I did try to download and compile xoscope 2.3 from github. It looks like the configure script fails. There's no very explicit guidance on how to specify an ALSA-compatible build, either. Since ALSA seems to be the only choice on the Pi that's a serious hurdle.
In the meantime it turned out that a build of xoscope on FreeBSD worked without a hitch; recognized the audio capture device and displayed reasonable waveforms. I will admit that the behavior of xoscope is somewhat obscure to somebody who learned about 'scopes on
500 series Tektronix instruments equipped with Polaroid cameras 8-)
At least there's a group of developers to help. Xoscope is much, much more obscure. But, you make a point, the program developers are maybe the folks who have the most interest in seeing things work.

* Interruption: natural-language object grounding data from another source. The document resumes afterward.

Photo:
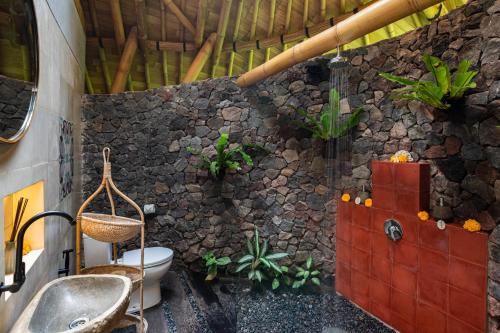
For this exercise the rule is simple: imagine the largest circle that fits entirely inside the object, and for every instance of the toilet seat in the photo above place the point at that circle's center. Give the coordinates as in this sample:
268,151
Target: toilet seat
153,256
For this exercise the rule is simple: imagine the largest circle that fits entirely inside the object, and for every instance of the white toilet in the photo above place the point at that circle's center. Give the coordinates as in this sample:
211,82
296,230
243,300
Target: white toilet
157,261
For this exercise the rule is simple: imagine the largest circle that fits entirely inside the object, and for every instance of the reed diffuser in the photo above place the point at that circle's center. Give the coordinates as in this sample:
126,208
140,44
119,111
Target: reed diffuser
10,244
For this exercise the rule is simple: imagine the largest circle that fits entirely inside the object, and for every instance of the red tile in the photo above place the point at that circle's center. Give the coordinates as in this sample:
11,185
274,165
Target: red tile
414,176
344,211
401,324
361,216
457,326
467,276
380,292
470,246
469,308
360,260
382,173
379,216
403,305
380,311
343,231
381,245
343,280
360,283
381,269
384,197
430,236
433,265
361,238
433,292
406,254
429,320
404,280
343,252
410,224
411,202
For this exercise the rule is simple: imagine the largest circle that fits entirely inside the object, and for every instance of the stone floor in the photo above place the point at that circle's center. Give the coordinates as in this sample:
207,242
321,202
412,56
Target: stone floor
192,306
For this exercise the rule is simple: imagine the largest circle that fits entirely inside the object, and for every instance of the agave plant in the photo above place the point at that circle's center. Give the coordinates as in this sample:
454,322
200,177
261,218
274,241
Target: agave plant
259,262
330,126
306,273
442,90
224,159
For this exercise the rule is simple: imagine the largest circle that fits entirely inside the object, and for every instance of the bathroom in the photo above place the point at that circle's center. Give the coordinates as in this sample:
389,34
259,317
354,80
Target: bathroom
157,123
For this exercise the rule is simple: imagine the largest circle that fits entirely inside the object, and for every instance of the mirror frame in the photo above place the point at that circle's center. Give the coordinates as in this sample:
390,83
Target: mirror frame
35,71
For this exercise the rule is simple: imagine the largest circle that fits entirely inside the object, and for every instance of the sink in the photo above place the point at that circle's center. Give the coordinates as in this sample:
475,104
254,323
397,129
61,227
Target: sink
77,304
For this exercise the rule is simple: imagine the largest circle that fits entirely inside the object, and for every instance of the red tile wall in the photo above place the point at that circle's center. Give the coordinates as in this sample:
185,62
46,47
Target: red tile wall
430,281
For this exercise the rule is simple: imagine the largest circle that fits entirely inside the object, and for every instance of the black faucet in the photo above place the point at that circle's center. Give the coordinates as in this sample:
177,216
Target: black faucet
20,272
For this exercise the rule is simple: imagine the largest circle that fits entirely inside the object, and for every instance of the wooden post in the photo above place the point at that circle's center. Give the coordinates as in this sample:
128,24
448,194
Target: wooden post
164,37
201,59
201,18
180,15
270,26
253,28
125,61
235,36
365,21
221,32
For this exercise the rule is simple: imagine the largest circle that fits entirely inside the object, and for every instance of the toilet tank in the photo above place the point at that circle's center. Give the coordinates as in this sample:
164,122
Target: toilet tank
96,252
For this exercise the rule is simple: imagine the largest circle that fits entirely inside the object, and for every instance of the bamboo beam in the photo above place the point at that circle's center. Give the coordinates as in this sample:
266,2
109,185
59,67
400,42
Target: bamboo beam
201,18
236,32
180,15
270,26
201,59
125,63
365,21
163,21
253,28
100,47
221,32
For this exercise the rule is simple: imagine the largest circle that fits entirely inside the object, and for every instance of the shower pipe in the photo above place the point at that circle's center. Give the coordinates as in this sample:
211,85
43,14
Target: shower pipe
367,20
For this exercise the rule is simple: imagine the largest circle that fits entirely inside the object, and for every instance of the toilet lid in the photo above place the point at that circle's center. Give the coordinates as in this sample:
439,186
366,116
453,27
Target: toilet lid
153,256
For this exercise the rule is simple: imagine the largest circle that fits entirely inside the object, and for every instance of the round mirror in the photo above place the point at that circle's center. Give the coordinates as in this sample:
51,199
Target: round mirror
18,68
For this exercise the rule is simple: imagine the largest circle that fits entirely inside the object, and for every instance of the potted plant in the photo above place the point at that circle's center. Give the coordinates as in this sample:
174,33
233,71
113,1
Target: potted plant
332,123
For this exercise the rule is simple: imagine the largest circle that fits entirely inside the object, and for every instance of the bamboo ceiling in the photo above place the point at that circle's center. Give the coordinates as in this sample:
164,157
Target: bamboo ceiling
172,32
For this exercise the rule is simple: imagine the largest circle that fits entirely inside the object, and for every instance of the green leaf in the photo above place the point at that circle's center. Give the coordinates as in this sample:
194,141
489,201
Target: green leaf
277,256
309,262
223,261
242,267
246,258
275,284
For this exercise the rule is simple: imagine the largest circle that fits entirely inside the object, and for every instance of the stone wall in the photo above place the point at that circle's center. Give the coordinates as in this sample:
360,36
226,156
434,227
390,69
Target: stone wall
285,193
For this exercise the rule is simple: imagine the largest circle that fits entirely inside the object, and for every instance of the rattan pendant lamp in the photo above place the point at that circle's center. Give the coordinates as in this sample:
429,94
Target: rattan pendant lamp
112,229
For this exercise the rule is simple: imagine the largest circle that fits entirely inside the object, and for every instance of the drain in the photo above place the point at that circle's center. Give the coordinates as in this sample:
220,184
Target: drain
78,322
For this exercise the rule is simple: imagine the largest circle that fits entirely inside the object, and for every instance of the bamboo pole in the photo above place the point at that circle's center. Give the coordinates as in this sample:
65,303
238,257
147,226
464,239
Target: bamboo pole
253,28
270,26
163,20
365,21
126,60
236,31
180,15
201,59
201,18
221,32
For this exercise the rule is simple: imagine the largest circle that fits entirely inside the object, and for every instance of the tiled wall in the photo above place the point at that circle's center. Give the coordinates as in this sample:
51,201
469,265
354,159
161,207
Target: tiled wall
431,280
36,157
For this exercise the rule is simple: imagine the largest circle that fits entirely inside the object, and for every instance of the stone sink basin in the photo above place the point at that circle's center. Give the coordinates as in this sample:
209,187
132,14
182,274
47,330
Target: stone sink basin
77,304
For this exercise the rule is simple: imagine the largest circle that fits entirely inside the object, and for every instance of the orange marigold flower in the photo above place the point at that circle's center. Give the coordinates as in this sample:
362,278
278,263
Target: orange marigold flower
472,225
423,215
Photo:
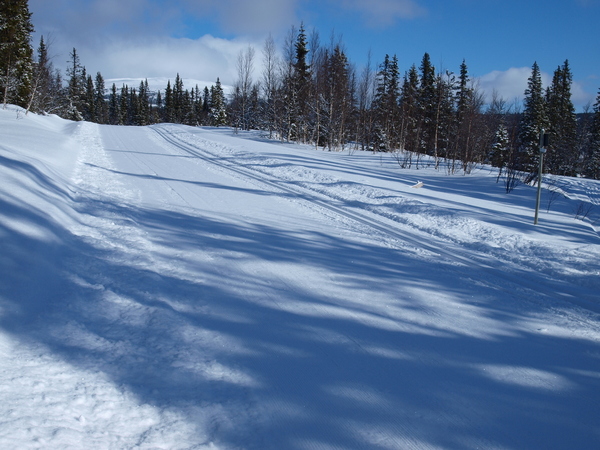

I'll hold my peace for now, as I'm not sure xoscope will do what I want. It has the bandwidth and resolution needed, but triggering behavior is most confusing.
There does seem to be a "chain of command", in that Debian originates software, Raspberrypi.org modifies it and folks like me attempt to install and use it.
If I find something that doesn't work, is it my fault, raspberrypi.org's fault, or Debian's fault? First burden is on me, next seems to be raspberrypi.org and if they can't fix it the problem is Debian's. If Debian can't fix it the problem comes back to me.
In Debian, you would use reportbug. This is available on the Pi, and presumably has been tweaked to send the report to the right place. It isn't installed by default.
Everywhere a package is modified should be in the bug loop i.e. the Pi maintainers first, then Debian, then the mysterious 'upstream'. Whoever fixes the bug, if the bug came from further up the chain, will report it and probably provide a patch. If the bug comes from further upstream and is fairly fundamental, it will be passed up the chain.
Cough: ITYM Raspbian.org, since they own the OS and bug reporting system, although they're most likely to be the software part of the Raspberry Pi organisation.
That looks about right, though if it crashes on take-off without any Mayday message the finger points pretty directly at raspbian.org Similarly, my first port of call for anything in a package installed from the Fedora repository is the Fedora bugzilla regardless of who wrote and/ or maintain the packaged code. I think this is the usual and expected approach for most Linux distros.